Merci @Xavier75 de mobiliser toutes les énergies pour la #FrenchTech pic.twitter.com/RgqHDqA76I
— François Hollande (@fhollande) 13 Marzo 2015
Niel ha investito 1,7 miliardi di euro. La sua quota potenziale, sommata al 20 per cento già in mano alla Vivendi di Vincent Bollorè, fa salire al 31 per cento la frazione del capitale Telecom in mani francesi.

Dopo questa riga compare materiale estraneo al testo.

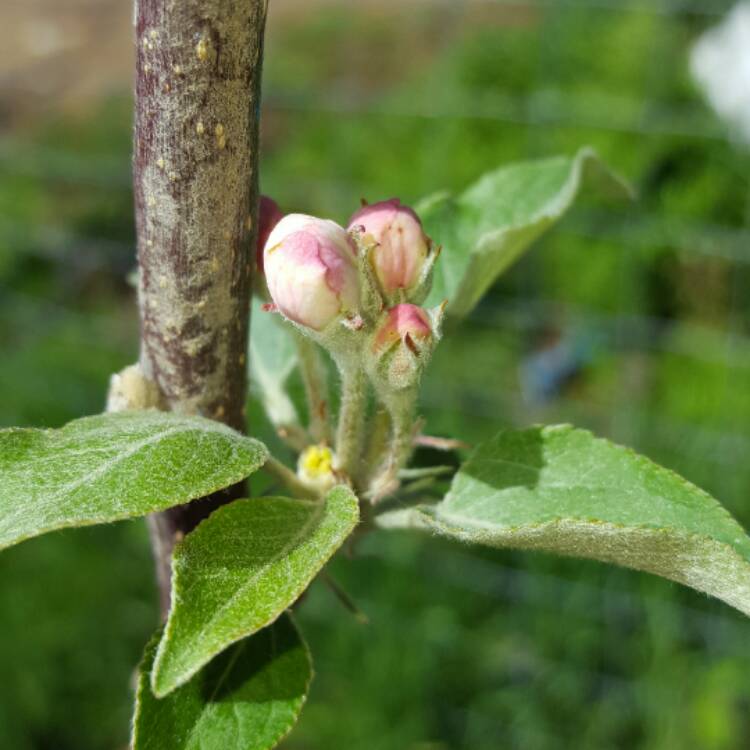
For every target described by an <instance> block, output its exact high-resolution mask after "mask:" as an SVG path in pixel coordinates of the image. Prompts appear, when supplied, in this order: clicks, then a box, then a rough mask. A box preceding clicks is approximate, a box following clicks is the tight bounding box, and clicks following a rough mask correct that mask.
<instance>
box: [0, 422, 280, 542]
mask: <svg viewBox="0 0 750 750" xmlns="http://www.w3.org/2000/svg"><path fill="white" fill-rule="evenodd" d="M266 457H267V451H266V449H265V447H264V446H263V444H262V443H259V442H258V441H257V440H253V439H252V438H248V437H245V436H243V435H240V434H239V433H237V432H235V431H234V430H231V429H230V428H229V427H226V426H225V425H222V424H219V423H218V422H214V421H211V420H208V419H202V418H200V417H185V416H179V415H177V414H168V413H164V412H157V411H141V412H120V413H117V414H100V415H98V416H95V417H85V418H84V419H78V420H76V421H74V422H70V423H69V424H67V425H65V426H64V427H62V428H61V429H58V430H37V429H26V428H21V429H16V428H13V429H9V430H0V549H2V548H3V547H8V546H10V545H12V544H16V543H17V542H21V541H23V540H24V539H29V538H30V537H34V536H38V535H39V534H44V533H46V532H48V531H54V530H55V529H62V528H66V527H70V526H89V525H92V524H97V523H108V522H110V521H118V520H120V519H123V518H132V517H136V516H144V515H147V514H148V513H152V512H154V511H158V510H164V509H165V508H170V507H172V506H174V505H180V504H182V503H187V502H189V501H190V500H193V499H195V498H197V497H203V496H204V495H208V494H210V493H211V492H215V491H216V490H219V489H222V488H223V487H227V486H229V485H231V484H234V483H236V482H239V481H241V480H242V479H244V478H245V477H246V476H248V475H249V474H251V473H252V472H254V471H255V470H256V469H258V468H259V467H260V466H261V465H262V464H263V462H264V461H265V460H266Z"/></svg>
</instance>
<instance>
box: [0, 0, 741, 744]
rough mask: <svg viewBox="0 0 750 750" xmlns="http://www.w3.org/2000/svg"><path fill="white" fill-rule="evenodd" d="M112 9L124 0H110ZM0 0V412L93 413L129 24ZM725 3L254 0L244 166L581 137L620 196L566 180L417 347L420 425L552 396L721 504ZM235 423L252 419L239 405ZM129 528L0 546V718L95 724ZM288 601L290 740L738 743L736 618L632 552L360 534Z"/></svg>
mask: <svg viewBox="0 0 750 750" xmlns="http://www.w3.org/2000/svg"><path fill="white" fill-rule="evenodd" d="M120 6H122V7H120ZM126 6H127V3H116V2H114V0H59V2H57V3H52V2H50V0H29V2H21V0H9V2H8V3H4V4H3V7H2V9H0V18H2V19H3V21H4V26H5V28H6V32H5V36H6V37H7V40H8V44H9V45H11V52H12V54H9V55H5V56H3V58H2V61H1V62H0V425H2V426H5V425H49V426H55V425H60V424H62V423H63V422H65V421H67V420H69V419H72V418H75V417H77V416H81V415H84V414H88V413H92V412H96V411H98V410H100V409H101V407H102V403H103V398H104V394H105V390H106V386H107V379H108V376H109V373H111V372H113V371H116V370H118V369H120V368H122V367H123V366H124V365H126V364H128V363H129V362H131V361H132V360H134V359H135V357H136V352H137V315H136V310H135V303H134V295H133V292H132V289H131V288H130V287H129V285H128V284H127V282H126V277H127V274H128V273H129V271H130V270H131V269H132V266H133V263H134V261H133V255H134V248H133V237H134V232H133V223H132V209H131V202H132V195H131V189H130V185H129V182H130V165H129V158H130V157H129V152H130V138H131V119H132V102H131V99H130V94H129V86H130V80H129V76H130V65H131V63H130V59H131V50H130V25H129V18H128V16H129V12H130V10H129V8H127V7H126ZM728 7H729V3H728V2H724V1H723V0H702V2H690V0H674V2H668V1H667V0H653V2H644V1H643V0H632V2H629V1H628V0H557V1H555V0H549V1H545V0H526V1H523V0H518V1H517V2H505V1H504V0H464V1H462V0H452V1H450V2H441V1H440V0H411V1H410V2H407V3H404V2H392V1H391V0H380V1H378V2H375V1H373V2H370V1H369V0H362V1H361V2H357V3H345V2H318V1H317V0H315V1H313V0H273V2H272V3H271V11H270V18H269V30H268V41H267V48H266V68H265V90H264V112H263V117H264V119H263V154H262V178H261V181H262V186H263V190H264V192H266V193H269V194H271V195H273V196H274V197H275V198H276V199H277V200H278V201H279V202H280V203H281V204H282V207H283V208H285V209H287V210H299V211H305V212H312V213H318V214H322V215H326V216H331V217H333V218H336V219H338V220H341V221H343V220H345V219H346V218H347V216H348V214H349V213H350V212H351V211H353V210H354V208H355V207H356V205H357V204H358V201H359V199H360V198H361V197H366V198H368V199H370V200H378V199H381V198H388V197H391V196H392V195H398V196H400V197H401V198H402V199H404V200H405V201H412V200H415V199H417V198H419V197H421V196H423V195H425V194H427V193H430V192H432V191H434V190H436V189H440V188H447V189H460V188H462V187H464V186H466V185H467V184H469V183H470V182H471V181H473V179H475V178H476V177H477V176H478V175H479V174H480V173H482V172H483V171H485V170H487V169H490V168H493V167H495V166H497V165H500V164H502V163H504V162H507V161H510V160H515V159H525V158H533V157H540V156H546V155H552V154H555V153H559V152H563V153H572V152H573V151H575V150H576V149H577V148H578V146H580V145H582V144H591V145H593V146H594V147H595V148H596V149H597V150H598V151H599V152H600V153H601V155H602V156H603V157H604V158H605V160H606V161H607V162H608V163H609V164H610V165H612V166H613V167H614V168H615V169H617V170H619V171H620V172H622V173H623V174H624V175H626V176H627V177H628V178H629V179H631V180H632V181H633V183H634V184H635V186H636V187H637V189H638V192H639V201H638V203H637V204H635V205H633V206H610V205H606V204H602V203H600V202H598V201H596V200H590V201H587V202H585V203H584V204H582V205H581V206H580V207H578V208H577V209H576V210H575V211H574V212H573V213H572V214H571V216H570V217H568V218H566V219H565V220H564V221H563V223H562V224H561V225H560V227H559V228H558V229H557V230H556V231H554V232H553V233H551V234H550V235H549V236H548V237H546V238H544V240H543V241H541V242H539V243H538V244H537V246H536V247H535V248H534V250H533V251H532V252H531V253H530V254H529V255H528V256H527V257H526V258H525V259H524V260H523V261H522V262H521V263H519V264H518V265H517V266H515V267H514V268H513V269H512V270H511V271H510V272H509V273H508V274H507V275H506V276H505V277H503V278H502V279H501V280H500V282H499V283H498V284H496V286H495V287H494V288H493V290H492V292H491V294H490V295H489V296H488V297H487V299H486V301H485V302H484V303H483V304H482V305H481V306H480V307H479V308H478V309H477V310H476V311H475V313H474V314H473V315H472V316H471V318H470V319H469V320H468V321H466V322H465V323H464V324H463V325H461V326H460V327H459V328H458V329H457V330H456V331H455V332H454V334H453V336H452V337H450V338H448V339H447V340H445V342H444V343H443V344H441V346H440V348H439V349H438V351H437V354H436V357H435V362H434V366H433V368H432V371H431V373H430V375H429V378H428V381H427V382H426V384H425V389H424V398H423V408H422V411H423V414H424V415H425V416H426V417H427V418H428V420H429V425H430V430H431V431H432V432H434V433H438V434H444V435H448V434H459V435H461V436H462V437H463V438H465V439H466V440H468V441H471V442H473V441H477V440H480V439H483V438H486V437H487V436H489V435H491V434H492V433H493V432H494V431H496V430H497V429H498V428H499V427H500V426H502V425H506V424H518V425H524V424H528V423H530V422H535V421H542V420H544V421H563V420H567V421H572V422H575V423H576V424H578V425H581V426H586V427H590V428H592V429H594V430H596V431H597V432H599V433H602V434H605V435H608V436H610V437H611V438H613V439H615V440H617V441H618V442H621V443H627V444H629V445H632V446H634V447H635V448H637V449H638V450H640V451H642V452H644V453H646V454H647V455H649V456H650V457H652V458H653V459H655V460H657V461H660V462H662V463H664V464H665V465H667V466H669V467H671V468H674V469H676V470H678V471H680V472H681V473H683V474H684V475H685V476H687V477H688V478H689V479H691V480H693V481H694V482H696V483H698V484H700V485H701V486H703V487H705V488H706V489H707V490H709V491H711V492H712V493H714V494H715V495H716V496H717V497H719V498H720V499H721V500H722V501H723V502H724V503H725V504H726V505H727V506H728V507H729V508H730V509H731V510H732V511H733V512H734V513H735V514H736V515H737V516H738V518H739V519H740V520H741V521H742V522H743V523H744V524H745V526H748V525H749V524H750V498H749V497H748V488H749V487H750V464H746V463H745V461H746V456H748V454H750V338H748V335H749V334H750V332H749V331H748V320H749V318H748V306H749V305H750V295H749V294H748V288H749V287H750V273H749V271H750V268H749V265H748V263H749V261H750V253H749V252H748V248H749V247H750V245H749V243H748V239H749V238H750V228H749V226H748V209H749V208H750V201H749V198H750V191H749V190H748V175H750V154H748V152H747V151H745V150H742V148H740V147H739V146H737V145H734V144H733V143H732V142H731V140H730V139H729V138H728V137H727V133H726V131H725V128H724V127H723V125H722V124H721V123H720V122H719V121H718V120H717V119H716V118H715V117H714V116H713V115H712V114H711V112H710V111H709V110H708V109H707V107H706V106H705V105H704V104H703V103H702V100H701V98H700V96H699V94H698V93H697V91H696V89H695V87H694V85H693V84H692V83H691V80H690V77H689V74H688V65H687V59H688V52H689V48H690V45H691V44H692V42H693V41H694V39H695V38H696V36H697V35H698V34H700V32H701V31H703V30H704V29H705V28H707V27H709V26H710V25H712V24H714V23H715V22H716V20H717V18H718V17H719V15H720V14H721V13H723V12H724V11H725V10H726V9H727V8H728ZM252 412H253V414H254V426H255V428H256V430H257V431H259V432H260V433H261V434H265V433H266V432H267V427H266V426H265V425H264V423H263V419H262V416H260V415H259V414H258V410H257V408H255V409H253V410H252ZM151 572H152V571H151V560H150V552H149V548H148V541H147V536H146V532H145V526H144V524H142V523H140V522H133V523H123V524H119V525H116V526H113V527H108V528H97V529H89V530H83V531H76V532H65V533H59V534H55V535H51V536H48V537H44V538H41V539H38V540H35V541H31V542H29V543H26V544H23V545H21V546H20V547H18V548H16V549H12V550H10V551H8V552H6V553H4V554H3V555H2V556H0V632H1V633H2V638H0V665H1V667H2V681H0V747H2V748H8V749H9V750H10V749H12V750H32V749H33V750H48V749H49V750H53V749H54V750H73V749H75V750H105V749H106V750H113V749H114V748H124V747H125V745H126V744H127V726H128V719H129V713H130V701H131V679H132V670H133V667H134V665H135V663H136V662H137V660H138V658H139V655H140V651H141V648H142V645H143V643H144V642H145V641H146V639H147V638H148V636H149V634H150V631H151V629H152V628H153V626H154V623H155V620H156V616H157V615H156V606H155V604H156V603H155V592H154V587H153V583H152V580H151ZM332 573H333V575H334V576H335V577H336V578H337V580H338V581H339V583H341V584H342V585H343V586H344V587H345V588H346V589H347V590H348V591H349V593H350V594H351V596H352V597H353V598H354V600H355V601H356V602H357V604H358V606H359V607H360V608H361V609H362V610H363V611H364V612H366V613H367V615H368V616H369V618H370V625H369V626H363V625H361V624H358V623H357V622H356V621H355V620H354V618H352V617H351V616H350V615H349V614H348V613H347V612H345V611H344V610H343V609H342V608H341V606H340V605H339V603H338V602H337V601H336V600H335V598H334V597H333V595H332V594H331V593H330V591H329V590H328V589H327V588H326V587H325V586H323V585H322V584H320V583H317V584H315V586H314V587H313V591H312V593H311V595H310V596H309V597H308V599H307V600H306V602H305V604H304V606H303V607H302V608H301V611H300V618H301V621H302V625H303V626H304V628H305V630H306V632H307V634H308V637H309V640H310V644H311V647H312V650H313V653H314V655H315V660H316V671H317V677H316V681H315V683H314V688H313V691H312V695H311V698H310V701H309V704H308V706H307V709H306V712H305V713H304V714H303V719H302V721H301V723H300V725H299V727H298V730H297V731H296V732H295V734H294V735H292V737H291V738H290V739H289V740H288V741H287V742H286V744H285V747H287V748H289V749H290V750H328V749H329V748H362V750H443V749H445V750H448V749H453V748H456V749H459V748H460V749H465V750H495V749H496V748H499V747H502V748H506V747H507V748H522V749H523V750H536V749H539V750H556V749H558V748H577V749H580V750H589V749H590V750H595V749H596V750H601V749H602V748H635V747H637V748H646V749H653V750H657V749H658V750H670V749H671V748H675V749H677V748H680V749H681V750H682V749H684V748H701V749H705V750H725V749H730V748H745V747H747V746H748V744H750V710H749V709H750V678H749V677H748V675H750V652H748V649H747V643H748V638H750V623H749V622H748V621H747V620H746V619H744V618H742V617H741V616H740V615H739V614H737V613H735V612H733V611H731V610H730V609H729V608H728V607H726V606H724V605H722V604H720V603H718V602H714V601H709V600H707V599H706V598H705V597H702V596H701V595H699V594H697V593H695V592H691V591H689V590H686V589H682V588H679V587H678V586H676V585H673V584H670V583H667V582H664V581H660V580H656V579H653V578H651V577H648V576H646V575H643V574H638V573H634V572H629V571H623V570H611V569H608V568H606V567H604V566H601V565H598V564H594V563H587V562H580V561H572V560H558V559H554V558H551V557H546V556H542V555H537V556H534V555H531V554H528V555H526V554H519V553H508V552H497V551H487V550H474V549H469V548H462V547H456V546H450V545H448V544H447V543H443V542H441V541H439V540H429V539H423V538H412V537H410V536H406V535H400V534H394V535H393V536H386V535H385V534H378V535H373V536H372V537H371V538H369V539H368V540H367V541H366V543H365V544H364V545H363V546H362V549H361V551H360V554H359V555H358V556H357V557H356V558H355V559H353V560H349V559H339V560H337V561H335V562H334V564H333V565H332Z"/></svg>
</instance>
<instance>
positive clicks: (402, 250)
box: [348, 198, 430, 301]
mask: <svg viewBox="0 0 750 750" xmlns="http://www.w3.org/2000/svg"><path fill="white" fill-rule="evenodd" d="M348 229H349V231H350V232H359V233H361V235H362V239H363V241H365V242H370V243H373V244H374V246H375V247H374V249H373V251H372V256H371V258H372V266H373V270H374V272H375V277H376V279H377V282H378V284H379V286H380V288H381V291H382V293H383V295H384V296H385V297H386V299H387V300H388V301H396V300H397V299H405V298H408V294H409V292H410V290H412V289H414V288H415V287H416V286H417V285H418V284H419V283H420V281H421V280H422V277H423V270H424V268H425V263H426V261H427V258H428V256H429V254H430V240H429V238H428V237H427V235H425V233H424V231H423V230H422V222H421V221H420V220H419V217H418V216H417V215H416V213H414V211H413V210H412V209H411V208H409V207H408V206H404V205H402V204H401V201H400V200H399V199H398V198H391V199H390V200H387V201H381V202H380V203H373V204H371V205H369V206H363V207H362V208H361V209H360V210H359V211H357V213H355V214H354V216H352V218H351V219H350V220H349V226H348Z"/></svg>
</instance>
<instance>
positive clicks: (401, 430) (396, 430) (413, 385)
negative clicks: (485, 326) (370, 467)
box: [366, 303, 443, 502]
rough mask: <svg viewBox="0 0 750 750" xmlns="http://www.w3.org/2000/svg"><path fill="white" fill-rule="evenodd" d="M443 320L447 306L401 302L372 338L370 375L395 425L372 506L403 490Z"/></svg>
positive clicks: (391, 433)
mask: <svg viewBox="0 0 750 750" xmlns="http://www.w3.org/2000/svg"><path fill="white" fill-rule="evenodd" d="M442 317H443V307H442V306H441V307H438V308H435V309H434V310H425V309H423V308H421V307H418V306H417V305H412V304H409V303H402V304H400V305H396V306H394V307H392V308H390V309H389V310H387V311H386V312H385V313H384V315H383V317H382V318H381V321H380V324H379V326H378V327H377V328H376V330H375V332H374V334H373V336H372V338H371V343H370V346H369V348H368V352H367V358H366V361H367V372H368V375H369V377H370V380H371V382H372V384H373V386H374V388H375V392H376V394H377V396H378V399H379V400H380V402H381V403H382V404H383V406H384V407H385V408H386V410H387V412H388V415H389V417H390V423H391V434H390V440H389V443H388V447H387V450H386V454H385V456H384V458H383V459H382V463H381V465H380V466H378V467H377V469H376V474H375V476H374V478H373V480H372V481H371V483H370V487H369V495H370V499H371V500H372V501H373V502H377V501H378V500H379V499H381V498H382V497H384V496H386V495H388V494H390V493H391V492H393V491H394V490H395V489H396V488H397V487H398V472H399V470H400V469H402V468H403V467H404V466H405V465H406V463H407V461H408V460H409V457H410V456H411V453H412V448H413V444H414V437H415V434H414V433H415V430H416V427H417V423H416V420H415V413H416V405H417V396H418V390H419V383H420V381H421V378H422V375H423V373H424V371H425V369H426V368H427V365H428V364H429V361H430V358H431V356H432V352H433V351H434V349H435V346H436V345H437V342H438V341H439V340H440V325H441V321H442Z"/></svg>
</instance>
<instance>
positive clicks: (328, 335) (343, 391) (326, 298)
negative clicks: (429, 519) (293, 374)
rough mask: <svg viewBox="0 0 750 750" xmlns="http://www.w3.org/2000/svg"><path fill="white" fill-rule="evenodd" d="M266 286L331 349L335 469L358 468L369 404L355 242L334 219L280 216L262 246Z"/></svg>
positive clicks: (349, 470) (323, 344)
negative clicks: (334, 382) (362, 357)
mask: <svg viewBox="0 0 750 750" xmlns="http://www.w3.org/2000/svg"><path fill="white" fill-rule="evenodd" d="M264 266H265V273H266V283H267V285H268V291H269V293H270V295H271V298H272V299H273V303H274V305H275V306H276V309H277V310H278V311H279V312H280V313H281V314H282V315H283V316H284V317H285V318H286V319H287V320H289V321H290V322H292V323H293V324H295V326H296V327H297V329H298V330H299V331H300V332H301V333H302V334H304V335H305V336H308V337H310V338H312V339H313V340H314V341H316V342H317V343H318V344H320V345H322V346H323V347H324V348H326V349H328V351H329V352H330V353H331V354H332V356H333V358H334V360H335V361H336V364H337V365H338V367H339V371H340V374H341V381H342V395H341V408H340V412H339V421H338V429H337V434H336V461H335V463H336V468H337V469H338V470H340V471H342V472H343V473H344V474H346V475H347V476H349V477H355V476H356V475H357V473H358V470H359V462H360V459H361V450H362V443H363V439H364V438H363V434H364V420H365V415H366V407H367V382H366V377H365V374H364V370H363V367H362V361H361V354H360V350H361V347H362V344H363V343H364V340H363V338H362V336H361V335H358V334H359V331H360V330H361V328H362V321H361V316H360V312H359V311H360V308H361V305H360V279H359V270H358V264H357V245H356V243H355V242H354V241H353V240H352V238H351V237H350V236H349V234H347V232H346V231H345V230H344V229H343V228H342V227H340V226H339V225H338V224H336V223H335V222H332V221H328V220H325V219H317V218H315V217H312V216H306V215H304V214H291V215H289V216H286V217H284V218H283V219H282V220H281V221H280V222H279V223H278V224H277V225H276V227H275V228H274V230H273V231H272V232H271V234H270V236H269V237H268V240H267V241H266V246H265V249H264Z"/></svg>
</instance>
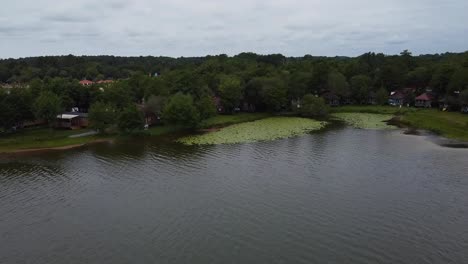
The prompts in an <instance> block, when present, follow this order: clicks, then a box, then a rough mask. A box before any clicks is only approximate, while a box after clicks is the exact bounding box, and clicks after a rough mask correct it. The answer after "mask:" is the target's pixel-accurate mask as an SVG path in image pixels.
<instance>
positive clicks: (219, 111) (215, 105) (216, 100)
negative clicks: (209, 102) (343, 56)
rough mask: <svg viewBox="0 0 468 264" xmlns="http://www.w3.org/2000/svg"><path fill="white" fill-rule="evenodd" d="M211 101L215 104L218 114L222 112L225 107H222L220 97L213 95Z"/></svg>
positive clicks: (219, 113)
mask: <svg viewBox="0 0 468 264" xmlns="http://www.w3.org/2000/svg"><path fill="white" fill-rule="evenodd" d="M213 101H214V104H215V106H216V111H218V113H219V114H220V113H224V112H225V109H224V106H223V104H222V103H221V97H219V96H215V97H213Z"/></svg>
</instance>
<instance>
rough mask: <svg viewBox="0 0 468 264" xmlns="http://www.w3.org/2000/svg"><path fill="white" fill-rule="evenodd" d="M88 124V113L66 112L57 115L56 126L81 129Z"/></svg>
mask: <svg viewBox="0 0 468 264" xmlns="http://www.w3.org/2000/svg"><path fill="white" fill-rule="evenodd" d="M87 126H88V114H86V113H80V112H65V113H62V114H59V115H57V120H56V123H55V127H56V128H66V129H79V128H83V127H87Z"/></svg>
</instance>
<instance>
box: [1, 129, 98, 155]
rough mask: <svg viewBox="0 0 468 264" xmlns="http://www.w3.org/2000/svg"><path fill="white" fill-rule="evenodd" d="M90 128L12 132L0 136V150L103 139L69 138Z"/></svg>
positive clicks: (1, 151) (25, 129) (49, 147)
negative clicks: (73, 129)
mask: <svg viewBox="0 0 468 264" xmlns="http://www.w3.org/2000/svg"><path fill="white" fill-rule="evenodd" d="M89 131H90V130H87V129H81V130H54V129H50V128H33V129H25V130H22V131H18V132H17V133H14V134H9V135H4V136H1V137H0V152H13V151H17V150H25V149H50V148H60V147H66V146H73V145H82V144H87V143H91V142H93V141H96V140H100V139H104V138H105V137H103V136H87V137H77V138H70V137H69V136H71V135H77V134H81V133H85V132H89Z"/></svg>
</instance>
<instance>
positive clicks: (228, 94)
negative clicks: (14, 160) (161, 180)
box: [0, 51, 468, 130]
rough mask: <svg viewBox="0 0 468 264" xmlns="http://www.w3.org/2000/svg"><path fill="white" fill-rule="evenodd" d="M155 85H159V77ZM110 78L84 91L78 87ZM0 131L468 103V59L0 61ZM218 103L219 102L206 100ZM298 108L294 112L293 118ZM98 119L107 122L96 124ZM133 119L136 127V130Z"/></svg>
mask: <svg viewBox="0 0 468 264" xmlns="http://www.w3.org/2000/svg"><path fill="white" fill-rule="evenodd" d="M156 76H157V77H156ZM82 79H89V80H93V81H98V80H104V79H111V80H114V82H113V83H110V84H96V85H91V86H82V85H80V84H79V83H78V81H79V80H82ZM0 83H3V84H4V86H5V84H10V85H16V86H19V88H14V89H8V90H6V89H2V90H1V91H0V123H1V124H0V125H1V126H2V127H3V128H5V129H8V128H10V127H12V126H15V125H19V124H22V123H24V122H25V121H28V120H34V119H36V118H40V119H43V120H48V121H50V122H52V121H53V119H54V118H55V116H56V113H58V112H61V111H69V110H70V109H72V108H79V109H80V110H81V111H85V112H88V111H89V112H90V119H94V120H101V121H100V124H94V125H95V126H99V127H101V129H105V127H108V126H117V127H120V129H121V130H129V129H131V128H132V127H140V125H141V123H142V122H143V121H142V120H143V116H142V113H141V112H142V111H139V110H141V109H139V108H137V105H142V106H143V110H144V111H143V112H153V113H154V114H157V115H158V116H161V117H163V120H165V121H167V122H171V123H177V124H181V125H186V126H196V125H197V124H198V123H199V122H200V121H201V120H203V119H205V118H208V117H210V116H212V115H214V114H216V111H219V110H221V111H222V112H224V113H233V112H235V111H238V110H239V109H241V110H244V111H271V112H278V111H291V110H294V111H298V112H300V113H301V114H303V115H319V114H322V113H325V112H326V107H325V106H323V107H317V105H324V102H323V101H321V99H318V98H317V96H318V95H320V94H322V93H323V92H325V91H330V92H333V93H334V94H336V95H337V96H339V97H341V98H351V99H352V100H353V102H355V103H358V104H365V103H366V102H367V98H368V96H369V94H370V93H374V94H375V96H376V98H377V99H378V101H379V103H381V104H384V103H385V102H386V97H387V96H388V94H389V92H390V91H393V90H397V89H401V88H404V87H414V88H416V89H418V92H423V91H425V90H426V89H431V91H432V92H433V93H434V94H435V95H437V96H438V97H439V98H442V97H447V98H449V99H451V100H452V101H457V103H459V104H468V52H465V53H445V54H435V55H420V56H413V55H412V54H411V53H410V52H409V51H403V52H402V53H401V54H399V55H392V56H387V55H384V54H381V53H378V54H376V53H371V52H369V53H365V54H363V55H361V56H358V57H353V58H350V57H314V56H310V55H306V56H303V57H285V56H283V55H281V54H272V55H259V54H254V53H241V54H239V55H236V56H233V57H229V56H227V55H218V56H206V57H198V58H168V57H114V56H81V57H77V56H72V55H68V56H50V57H34V58H21V59H4V60H0ZM213 98H217V100H216V101H215V100H213ZM299 101H300V102H301V104H300V105H301V109H295V107H296V105H299V104H297V103H292V102H299ZM103 120H105V121H103ZM132 120H137V121H138V122H133V121H132Z"/></svg>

I vertici del gruppo telefonico e la Vivendi hanno manifestato sorpresa. La Consob ha acceso un faro, come suol dirsi. Se si dimostrasse un collegamento tra Bollorè e Niel, la quota di controllo congiunto del 31 per cento farebbe scattare l’obbligo di Opa, l’offerta pubblica di acquisto per tutti gli azionisti allo stesso prezzo pagato da Niel.
Telecom è dunque l’ennesimo gioiello (o presunto tale) dell’industria italiana a finire in mani straniere? A 15 anni dalla scalata della “rude razza padana” di Roberto Colaninno, la rete telefonica nazionale diventa preda della “rude razza francese”? Difficile dirlo. In ogni caso il problema non sarebbe di orgoglio nazionale. Piuttosto preoccupa l’eventuale subordinazione di un’infrastruttura decisiva per la vita non solo economica nazionale ai disegni di Bollorè, al quale è stata attribuita l’idea di creare un gigante sud-europeo di telecomunicazioni e media unendo Vivendi (grande produttore di contenuti di informazione e tv) a Telecom Italia e alla spagnola Telefonica.
Massimo Mucchetti, presidente della commissione Industria del Senato, recrimina sulla renitenza della Cassa depositi e prestiti, protagonista per anni di polemiche e trattative inconcludenti con Telecom Italia. La grande banca pubblica – che in questi giorni investe un miliardo di euro nella Saipem per risolvere un problema finanziario all’Eni – avrebbe potuto stabilizzare l’azionariato di Telecom: “Certamente sì, quando nel 2013 è stato posto il problema di fronte al possibile cambio del controllo non fummo ascoltati e adesso, di fatto, è diventata francese”.
Intanto, se la Consob accende un faro, la Cgil chiede al governo “un tavolo”, e palazzo Chigi fa sapere che “il dossier è seguito con attenzione”, per non far mancare niente alla sagra del luogo comune. In realtà dietro l’ovvia impossibilità di intervenire, trattandosi di “operazione di mercato”, Matteo Renzi si fa per ora bastare la promessa che Bollorè gli ha fatto lo scorso 6 agosto a palazzo Chigi, cioè di essere azionista di lungo periodo e attento alla difesa dell’indipendenza di Telecom Italia.
Nessuno sa dire se Bollorè e Niel siano d’accordo o in guerra. Il partito della guerra fa notare che ieri il titolo Vivendi è andato male in Borsa, segno di conflitti in arrivo.
Il partito dell’amore segnala invece che la compagna di Niel, Delphine Arnault – figlia di Bernard, cosiddetto re del lusso alla testa del gruppo Lvmh – siede nel cda della Havas, gruppo di pubblicità e media di Bollorè con quasi 2 miliardi di euro di fatturato.